“American Money” – BØRNS

Jams

I’ll be the first to admit that I thought BØRNS would be a one-hit wonder after “Electric Love.” The song had all of the ingredient for a typical one-hit wonder: a virtually unknown artist, infectious pop melodies and an androgynous vocalist all packaged neatly into a 3:38 song performed by a band with a crazy foreign letter in its name. Seriously, look at the top charts for indie/alternative and you’ll find a surprising amount of artists with foreign letters in their names, including Låpsley, MØ, LÉON, etc. Who do these people think they’re fooling with their fancy foreign letters?

“Electric Love” was one of those singles that became exhausting to me because it was so omnipresent on the radio and streaming, its popularity lasting the duration of the summer. I needed a detox, and as a result, avoided listening to the rest of “Candy” (BØRNS’ EP) and completely overlooked the first album, “Dopamine,” which dropped in the middle of October.

Spotify’s Discover Weekly playlist came through for me once again with yet another W. The first song on my playlist this week was “American Money” by my now-favorite artist who spells his name with a crazy foreign letter. It’s a song that contains similar elements to the more well-known and radio-friendly “Electric Love,” while diverging from the formula to give listeners something more to chew on.

It’s clear from the beginning that “American Money” isn’t going to be as airy or bubbly as “Electric Love.” While the latter begins with a burst of pure light, reminiscent of the energy brought with regularity by The Mowgli’s or The Polyphonic Spree, “American Money” brings a different vibe. Thumping and initially paired down, lead singer Garrett Borns delivers lyrics that wrap the listener up, bracing you for impact just as the synth and lustrous vocal arrangements hit.
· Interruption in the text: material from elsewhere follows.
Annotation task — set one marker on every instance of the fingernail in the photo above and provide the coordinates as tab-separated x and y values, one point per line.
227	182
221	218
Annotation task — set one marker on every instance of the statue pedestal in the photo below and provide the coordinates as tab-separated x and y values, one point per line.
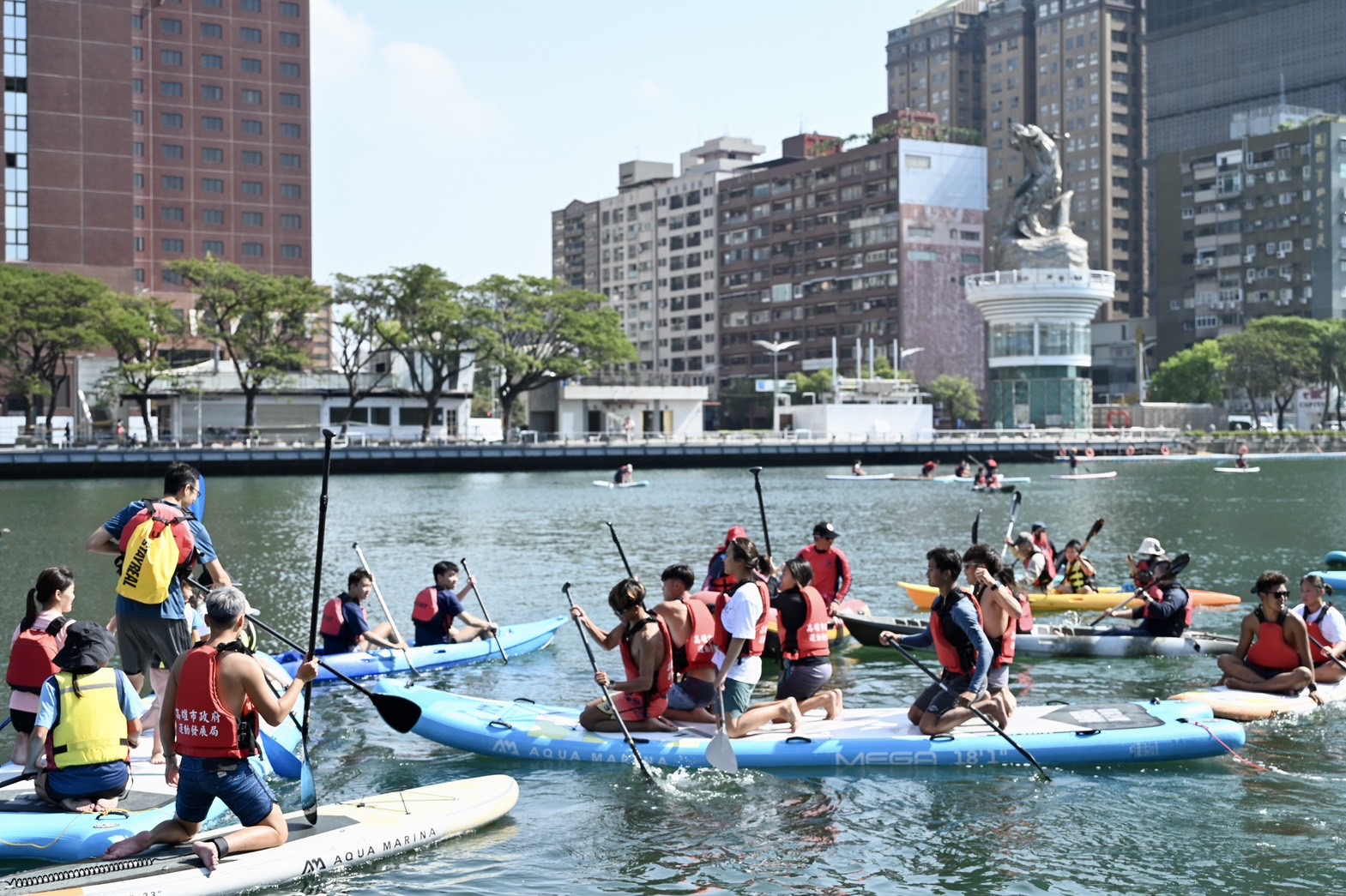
1041	342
It’s a totally different experience than listening to “Electric Love.” “American Money” has more complicated depth in its production, making the uber-popular “Electric Love” seem simple and superficial. While a basic love song at its core, “American Money” really delivers with its sound, finding that sweet, sultry spot somewhere between the bright soundscape of “Electric Love” and the darker, brooding synth melodies predominant among artists like Broods and Banks.
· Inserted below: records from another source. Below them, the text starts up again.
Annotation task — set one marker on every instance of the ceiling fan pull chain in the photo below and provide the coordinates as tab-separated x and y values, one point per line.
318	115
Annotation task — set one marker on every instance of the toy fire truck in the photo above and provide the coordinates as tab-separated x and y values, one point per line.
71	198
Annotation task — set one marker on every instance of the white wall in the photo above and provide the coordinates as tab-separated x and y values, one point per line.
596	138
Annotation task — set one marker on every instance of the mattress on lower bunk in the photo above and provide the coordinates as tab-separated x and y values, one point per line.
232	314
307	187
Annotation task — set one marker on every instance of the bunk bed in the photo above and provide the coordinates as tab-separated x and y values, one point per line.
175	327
One-hit wonder BØRNS is not. “Dopamine” reached 24 in the US charts while the band’s top four songs on Spotify (other than “Electric Love”) combine for more than 40 million listens. “American Money” is the kind of pop music that I can get down to. I’ll even look the other way at the silly “Ø” character, which at this point just seems like a band name gimmick, albeit one that works. With that in mind, please consider attending a show on Friday night in Kansas City, where I’ll be playing with my new band, MØRNĭŅĜ ŜØŊ.